While these models can take apparent surprises into consideration, they fail at the point that unknown unknowns come into play. Theory-based prognoses are not necessarily better than status-quo projections, which prove fairly accurate by simply adjusting the result of the most recent Sunday poll. There are exceptions: the result of the last American presidential election was forecasted by some of the theoretical models, while most polling institutions missed the mark.
Expert Political Judgement
Nevertheless, theory remains a conditionally suitable forecasting instrument in social sciences at best.
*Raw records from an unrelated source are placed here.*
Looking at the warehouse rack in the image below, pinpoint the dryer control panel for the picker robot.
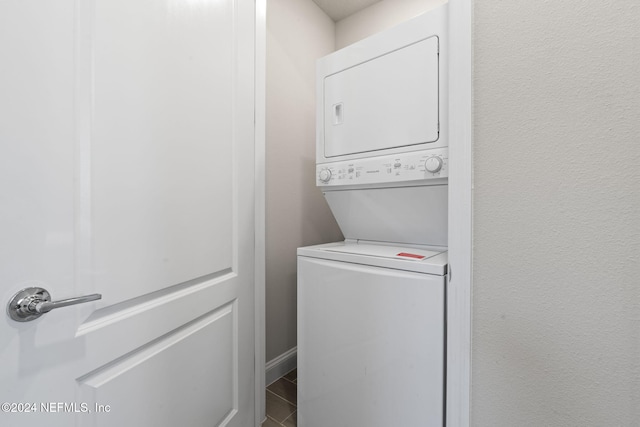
[316,148,449,187]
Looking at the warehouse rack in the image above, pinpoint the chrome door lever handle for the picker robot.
[7,287,102,322]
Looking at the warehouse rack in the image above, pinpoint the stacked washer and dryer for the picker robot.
[298,4,448,427]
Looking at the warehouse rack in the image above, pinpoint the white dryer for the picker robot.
[298,241,447,427]
[298,4,449,427]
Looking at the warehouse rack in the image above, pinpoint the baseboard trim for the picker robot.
[265,347,298,385]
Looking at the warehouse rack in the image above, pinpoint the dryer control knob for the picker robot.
[319,169,331,183]
[424,156,442,173]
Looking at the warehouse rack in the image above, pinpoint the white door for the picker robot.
[0,0,255,427]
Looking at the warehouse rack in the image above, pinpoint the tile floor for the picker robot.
[262,369,298,427]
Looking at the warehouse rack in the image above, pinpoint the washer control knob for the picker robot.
[319,168,331,183]
[424,156,442,173]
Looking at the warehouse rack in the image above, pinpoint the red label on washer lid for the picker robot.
[396,252,426,259]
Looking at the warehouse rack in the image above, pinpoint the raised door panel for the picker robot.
[87,0,234,304]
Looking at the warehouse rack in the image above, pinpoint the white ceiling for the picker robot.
[313,0,380,22]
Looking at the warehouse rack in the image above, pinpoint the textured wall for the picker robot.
[472,0,640,427]
[266,0,342,361]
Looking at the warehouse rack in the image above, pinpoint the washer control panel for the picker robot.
[316,148,449,187]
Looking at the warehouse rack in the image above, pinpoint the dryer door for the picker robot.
[324,36,440,158]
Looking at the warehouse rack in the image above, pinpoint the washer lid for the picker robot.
[298,241,448,276]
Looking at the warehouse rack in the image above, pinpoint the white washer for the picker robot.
[298,241,447,427]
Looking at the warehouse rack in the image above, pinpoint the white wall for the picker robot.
[266,0,343,361]
[472,0,640,427]
[336,0,446,49]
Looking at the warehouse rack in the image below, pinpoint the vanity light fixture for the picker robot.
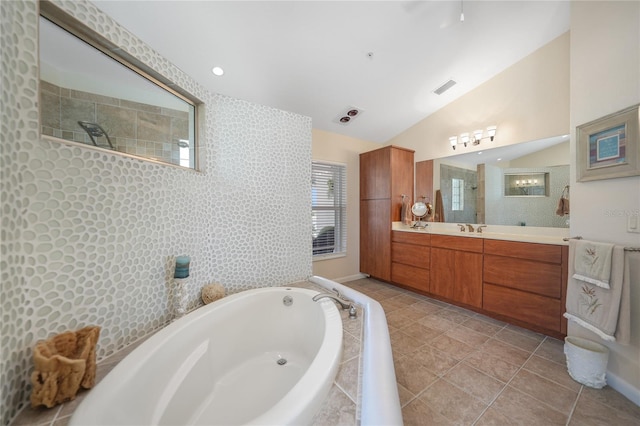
[449,126,497,150]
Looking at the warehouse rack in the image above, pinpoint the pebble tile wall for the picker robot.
[0,0,311,425]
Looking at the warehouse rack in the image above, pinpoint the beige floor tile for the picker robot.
[505,324,545,341]
[419,312,457,333]
[395,357,438,395]
[389,330,424,357]
[398,383,416,407]
[418,379,487,425]
[463,351,520,383]
[407,300,443,316]
[478,338,531,367]
[491,386,567,426]
[462,317,503,337]
[372,296,406,314]
[402,399,454,426]
[524,355,582,392]
[474,407,516,426]
[445,326,489,347]
[473,313,507,328]
[509,369,578,416]
[409,345,459,376]
[438,308,473,324]
[401,322,442,344]
[387,309,416,329]
[391,292,421,306]
[494,327,544,352]
[443,363,505,404]
[535,336,567,364]
[580,386,640,418]
[429,334,475,360]
[311,386,357,426]
[569,388,640,426]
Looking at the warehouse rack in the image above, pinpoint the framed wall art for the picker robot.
[576,105,640,182]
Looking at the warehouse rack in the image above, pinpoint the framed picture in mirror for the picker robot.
[576,105,640,182]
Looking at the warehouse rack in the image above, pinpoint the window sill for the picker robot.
[313,253,347,262]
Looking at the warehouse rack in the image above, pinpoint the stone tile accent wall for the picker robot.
[0,0,312,425]
[40,80,194,165]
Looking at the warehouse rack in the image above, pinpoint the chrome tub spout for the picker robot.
[313,293,357,319]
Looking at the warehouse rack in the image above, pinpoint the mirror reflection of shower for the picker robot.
[78,121,114,149]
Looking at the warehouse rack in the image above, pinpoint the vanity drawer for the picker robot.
[391,243,431,269]
[391,231,431,246]
[482,283,562,332]
[391,262,429,292]
[484,239,562,264]
[431,235,484,253]
[483,254,562,299]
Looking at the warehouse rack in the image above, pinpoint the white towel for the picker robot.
[564,240,631,344]
[573,240,613,289]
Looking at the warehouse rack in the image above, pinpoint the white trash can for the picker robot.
[564,336,609,389]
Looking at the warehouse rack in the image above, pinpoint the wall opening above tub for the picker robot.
[39,1,201,169]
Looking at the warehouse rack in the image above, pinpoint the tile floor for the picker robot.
[345,279,640,426]
[13,279,640,426]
Philip Tetlock demonstrated this in his ground-breaking study on ‘Expert Political Judgement’. At the end of the 1980s, he persuaded 284 political experts of all sorts to make predictions about general political developments up until 2003 and assessed the data according to all the rules of modern methodology. The result is unflattering for social sciences. He writes:
“When we pit [the average of all] experts against minimalist performance benchmarks – dilettants, dart-throwing chimps, and assorted extrapolation algorithms – we find few signs that expertise translates into greater ability to make [good] forecasts.”
In other words: the average forecasting ability of the combined expert community is no better than that of chimpanzees equipped with darts.
Nevertheless, Tetlock does not succumb to epistemological scepticism. He investigates further and systematically finds variances, that is, characteristics of experts that are able to make significantly better predictions than mere chance alone. It is initially astounding to realise how many factors are irrelevant. Thus, the lack of forecasting ability is in no way a problem specific to political science: the study makes it clear that there are no systematic differences between historians, economists, journalists, and political scientists. Other disciplines fail to do better. What is more, there are a slew of factors irrelevant to forecasting ability: left or right-wing political orientation, institutionalists or realists, men or women, more or less experience – even, incidentally, having a doctorate or not.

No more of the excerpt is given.